Gerard Baden-Clay Found Guilty Of Murdering His Wife, Sentenced To Life

A wedding photo of Gerard Baden-Clay and his late wife Allison.

Former Brisbane real estate agent Gerard Baden-Clay has been found guilty of the 2012 murder of his wife Allison.

The seven men and five women jury handed down their verdict in Queensland’s Supreme Court this morning following three days of deliberations following the 18-day trial, which ran over six weeks and heard from 72 witnesses, including the accussed.

The prosecution alleged that Baden-Clay, 43, killed his wife, the mother of their three children, at their family home in the western Brisbane suburb of Brookfield on April 19, 2012, then dumped her body beside a creek in Anstead, where it was found 11 days later.

Baden-Clay had contacted police to say Allison had failed to return home from a walk.
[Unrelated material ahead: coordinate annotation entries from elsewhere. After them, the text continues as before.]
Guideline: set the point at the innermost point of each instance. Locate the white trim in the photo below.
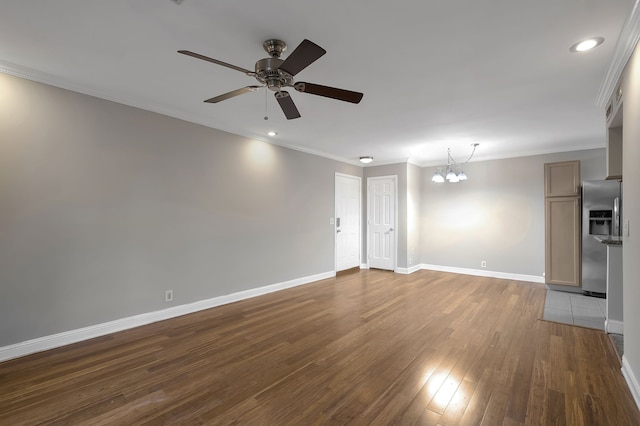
(411, 270)
(335, 216)
(484, 273)
(613, 326)
(627, 40)
(73, 336)
(631, 379)
(394, 178)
He was charged with her murder a few months later, but pleaded not guilty.

The prosecution’s case was built largely around circumstantial evidence and revealed that his business was in financial trouble and he’d had a number of affairs, including one with a colleague who he allegedly promised he’d leave his wife for.

It was also alleged that he was $1 million in debt, a figure almost covered by the payout on his wife’s life insurance policy.

He also had facial wounds on the day his wife disappeared, but said he cut himself shaving. Expert witnesses said the marks were consistence with fingernail scratches.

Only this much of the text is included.